Second of two columns
(Read Part 1)
NEITHER OF MY PARENTS went to college. Nor did theirs. There is something about being the first in your family to attend a university that can make the experience precious beyond measure. Especially when, as was true in my case, you cannot afford the price. My education was financed through loans, work-study jobs, and the generosity of the trustees of George Washington University, who offered me an undergraduate scholarship for which I am abidingly grateful.
When I finished high school, college was put within my reach. As a matter of pride and policy, Massachusetts should ensure that it is put within the reach of every high school graduate who is ready to earn a college degree.

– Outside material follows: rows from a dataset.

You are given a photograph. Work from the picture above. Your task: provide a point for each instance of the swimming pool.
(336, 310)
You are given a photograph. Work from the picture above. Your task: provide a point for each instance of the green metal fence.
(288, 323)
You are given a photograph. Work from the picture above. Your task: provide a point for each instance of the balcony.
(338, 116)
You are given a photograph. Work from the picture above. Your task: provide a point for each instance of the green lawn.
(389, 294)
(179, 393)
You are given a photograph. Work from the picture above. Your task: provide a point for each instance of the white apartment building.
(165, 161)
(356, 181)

What's the best way to achieve that goal? For the state to build a network of government-run campuses, where tuition is kept low because taxpayers pay most of the costs? That is the formula Massachusetts has tried. The result is a bloated empire of state institutions that few respect.
There's a better formula.
Access to higher education is important, but access to food is a matter of life and death. Yet nobody believes that Beacon Hill ought to build a chain of grocery stores to keep poor people from starving. Far more sensible to simply put a cash equivalent -- food stamps -- into the hands of the needy and let them buy their groceries anywhere they like. The problem for the poor isn't a shortage of places that sell food. The problem is a shortage of money.
What is true of nourishment for the body is true of nourishment for the mind. Non-affluent high school graduates don't lack for colleges to choose from -- certainly not in Massachusetts. From giant Northeastern to tiny Saint Hyacinth, from renowned MIT to modest Dean Junior College, this state is blessed with a vast array of private institutions of higher learning. Some students may be short on funds. None are short on choices.

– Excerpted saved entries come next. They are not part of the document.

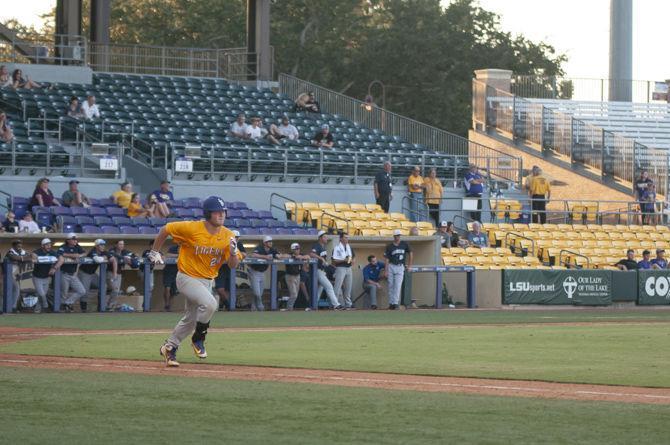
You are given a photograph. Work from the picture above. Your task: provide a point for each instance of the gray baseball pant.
(42, 288)
(293, 284)
(396, 273)
(257, 283)
(343, 276)
(324, 283)
(200, 306)
(71, 288)
(371, 289)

Massachusetts made a mistake when it got into the business of running colleges and universities. Instead of spending billions of dollars to send deserving kids to school -- by supplementing private financial aid, by funding scholarships, by guaranteeing low-interest loans -- the state instead lavished the money on bricks and mortar. Universities and colleges by the dozen were already here. Why did Massachusetts need to build more of them?
Easy: politics. Politics is what built the state colleges. Politics is what sustains them. And it is politics that puts their self-preservation above their students' education.
Do Senate President Bill Bulger's flatterers tout him as the next president of the University of Massachusetts because of his scholarly credentials? He has none. But he does know how to pull political levers and push political buttons, and for UMass nothing could be more important. Was it academic brilliance that installed Michael Dukakis' trusted (and corrupt) adviser, Gerald Indelicato, as president of Bridgewater State? Or ex-House Speaker David Bartley as president of Holyoke Community College? Not at all. It was politics.
State campuses are studded with shrines to state politicians. At Salem State: the Kevin Harrington Academic Building. At Springfield Tech: Anthony Scibelli Hall. At UMass-Amherst: the William Mullins Athletic Center. At Bridgewater State: the J. Joseph Moakley Center.
Massasoit boasts the Anna P. Buckley Fine Arts Center and the Peter G. Asiaf Field House. UMass-Boston has the Robert Quinn Administration Building. Ex-House speaker Tommy McGee was toppled on Beacon Hill, but a building bearing his name stands erect at North Shore Community College. Even crooks share in the glory. The Paul Sheehy Residence Hall at UMass-Lowell is named for an ex-state senator who served time for bank fraud. UMass-Dartmouth's William Q. MacLean Campus Center honors a Bulger crony who was convicted of corruption.
In the state college network, politics is all. That is why, when faced with shrinking numbers of 18-year-olds during the 1980s, they reduced their standards to the point of travesty rather than close down facilities for which there was no longer a need. UMass-Amherst and UMass-Lowell began admitting virtually everyone who applied. And as the university went, so went the state colleges; most are now indistinguishable from community colleges.
The independent colleges of Massachusetts are one of this state's enduring triumphs. The public ones are among its saddest embarrassments. It's time to face facts: Beacon Hill is simply no good at the business of higher education.
Let us revive the goal we began with: making sure financial straits don't keep any qualified student out of college. Lending a kid tuition money so he can attend a decent college might not offer a politician the ego boost of a Biff MacLean Campus Center. But it just might change that kid's life forever.